The latest issue of Fortune magazine devotes nine pages to an article about fears that falling oil prices might signal that the North Dakota shale oil boom is nearing its end.

Roy Cordato reminds us that the falling gas prices that cause concerns for oil companies represent good news for everyone else.

Gasoline and other petroleum-based fuels are an input into every production process everywhere, some more than others. For example, agriculture — from planting and harvesting to feeding and maintaining livestock to transporting agricultural products, sometimes from one part of the country to the other or around the world — is fuel-intensive. The U.S. Department of Agriculture describes agricultural production as “sensitive to energy costs” and notes that “higher energy-related production costs … generally lower agricultural output, raise prices of agricultural products, and reduce farm income.”

The opposite is also true. Lower energy costs will result in greater output, higher farm income, and lower food prices. This is welcome news in an inflationary environment in which food prices have been increasing at more than twice the inflation rate in general.

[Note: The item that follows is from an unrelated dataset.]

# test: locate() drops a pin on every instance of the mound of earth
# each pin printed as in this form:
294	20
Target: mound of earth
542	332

This relationship between lower oil prices, increased productivity, and lower overall prices is not only true of agriculture but also of industries across the economy. These prices affect not only gasoline and energy purchases but also the cost of all petroleum-based products, many of them an integral part of production activities — plastics and chemicals immediately come to mind. The lower the costs of these inputs, the lower the costs of production across the board, the greater the increase in output and job growth, and the lower the prices for consumers.